“It’s not you; it’s me.”
We usually say this line during breakups and use it as an excuse to mask our real intentions.
But when it comes to relationship conflicts, we think that it’s them—not us. And we rarely mask it. We refuse to think otherwise.
Conflicts are a natural part of any relationship, but we often fail in objectively figuring out who’s at fault and who’s not.
It’s taken me years to realize that sometimes it’s me. It’s hard to take responsibility for my actions and reactions when I subconsciously believe that it’s always the other person who’s hurting me.
It’s an all-too-common pattern that exists within every relationship. We point the finger at others because we can’t point it at ourselves. But have you ever asked yourself if it’s really them? What if it’s you? The answer has dramatically improved my relationship.
I know how hard it is to be objective during conflicts—especially when we feel vulnerable and overwhelmed. Understanding what is our fault is near impossible. So blaming our partner feels easier.
But let’s stop playing the blame game for a second and figure out if it’s our behaviors, words, or actions that are adding fuel to the fire.
Here are five unmistakable signs:
1. It’s you if you refuse to take accountability. Many factors can lead to avoiding responsibility, and we often dismiss how detrimental it is to keep quiet. Saying sorry is hard, but if you think it’s out of the question, you might not want to feel exposed, vulnerable, shamed, or judged.
2. It’s you if you have knee-jerk reactions. Common knee-jerk reactions in the middle of a heated argument include avoiding conversations, becoming defensive, or automatically blaming your partner. Your nervous system might instantly shut down if you feel that it’s your fault.
3. It’s you if you fixate on your partner’s deficiencies. Focusing on our partner’s flaws is the mind’s unconscious way of denying our own flaws. When we expose the other’s imperfections, ours automatically vanish. Other signs might also include complaining about their “repetitive” mistakes.
4. It’s you if something feels off. That murky feeling is your gut telling you to come to terms with the truth. And the truth is it’s not always other people’s fault. Sometimes it’s us, and it’s perfectly okay. If we are always running away from that feeling, it will eventually settle within our relationship, causing it to slowly collapse.
5. It’s you if you think you’re always right. No one’s always right…it’s impossible. There are two sides to every story and we should be willing to find the truth that’s lurking somewhere in the middle. Not admitting that we’re flawed can put so much pressure on our partner, which will gradually push them away.

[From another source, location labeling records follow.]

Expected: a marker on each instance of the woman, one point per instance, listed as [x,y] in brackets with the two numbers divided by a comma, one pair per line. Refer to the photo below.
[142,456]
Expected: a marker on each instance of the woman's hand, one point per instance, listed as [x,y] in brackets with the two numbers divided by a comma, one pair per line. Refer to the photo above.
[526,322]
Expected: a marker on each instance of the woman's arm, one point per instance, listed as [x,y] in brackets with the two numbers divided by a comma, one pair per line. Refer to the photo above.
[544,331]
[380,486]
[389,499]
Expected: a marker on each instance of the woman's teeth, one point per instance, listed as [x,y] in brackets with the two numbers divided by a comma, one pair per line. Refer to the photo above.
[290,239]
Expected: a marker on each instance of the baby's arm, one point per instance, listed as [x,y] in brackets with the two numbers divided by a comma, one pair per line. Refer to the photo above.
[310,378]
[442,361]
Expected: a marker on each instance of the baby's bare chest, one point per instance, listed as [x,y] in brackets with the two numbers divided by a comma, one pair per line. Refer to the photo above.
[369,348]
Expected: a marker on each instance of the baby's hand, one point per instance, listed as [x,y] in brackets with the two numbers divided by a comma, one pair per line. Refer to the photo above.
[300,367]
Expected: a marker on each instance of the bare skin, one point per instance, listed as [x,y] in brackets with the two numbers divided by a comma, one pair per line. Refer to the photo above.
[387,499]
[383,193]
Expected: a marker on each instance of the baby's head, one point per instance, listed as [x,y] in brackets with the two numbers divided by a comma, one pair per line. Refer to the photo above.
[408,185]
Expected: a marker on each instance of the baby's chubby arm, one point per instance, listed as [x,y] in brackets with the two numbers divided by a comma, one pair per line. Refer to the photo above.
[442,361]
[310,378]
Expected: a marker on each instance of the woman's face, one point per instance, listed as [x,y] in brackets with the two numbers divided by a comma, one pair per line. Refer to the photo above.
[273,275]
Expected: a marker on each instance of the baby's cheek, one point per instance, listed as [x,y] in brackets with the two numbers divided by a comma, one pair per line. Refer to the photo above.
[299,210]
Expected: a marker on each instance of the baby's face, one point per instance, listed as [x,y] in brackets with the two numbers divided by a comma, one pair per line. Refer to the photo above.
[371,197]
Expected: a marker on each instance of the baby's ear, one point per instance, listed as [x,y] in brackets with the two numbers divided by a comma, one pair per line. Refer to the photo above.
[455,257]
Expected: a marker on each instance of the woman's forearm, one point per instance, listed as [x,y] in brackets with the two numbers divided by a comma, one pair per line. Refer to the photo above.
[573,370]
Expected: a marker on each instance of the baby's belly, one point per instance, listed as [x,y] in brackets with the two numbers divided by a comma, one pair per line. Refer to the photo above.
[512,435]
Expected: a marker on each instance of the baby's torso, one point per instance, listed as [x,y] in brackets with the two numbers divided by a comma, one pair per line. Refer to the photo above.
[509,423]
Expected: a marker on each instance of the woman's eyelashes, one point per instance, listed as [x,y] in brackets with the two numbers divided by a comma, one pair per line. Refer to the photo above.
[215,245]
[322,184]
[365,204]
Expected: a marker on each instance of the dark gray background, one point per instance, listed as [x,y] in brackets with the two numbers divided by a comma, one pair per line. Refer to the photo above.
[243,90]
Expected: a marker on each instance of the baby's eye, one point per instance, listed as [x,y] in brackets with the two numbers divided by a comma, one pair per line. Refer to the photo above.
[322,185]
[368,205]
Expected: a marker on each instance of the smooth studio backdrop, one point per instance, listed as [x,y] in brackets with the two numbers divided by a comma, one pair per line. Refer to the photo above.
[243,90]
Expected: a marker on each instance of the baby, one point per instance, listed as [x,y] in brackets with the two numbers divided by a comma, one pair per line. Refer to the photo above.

At the end of the day, there is no right or wrong when it comes to conflicts in a relationship as we might have a different perspective than our partner. Our own conditioning, background, and traumas also play a role in how we perceive the world around us.
However, if we are stuck in a pattern where we feel that it’s always our partner’s fault, we must be willing to practice emotional regulation and see things objectively. To begin the process of self-healing, we must practice open communication and create space for honesty and vulnerability.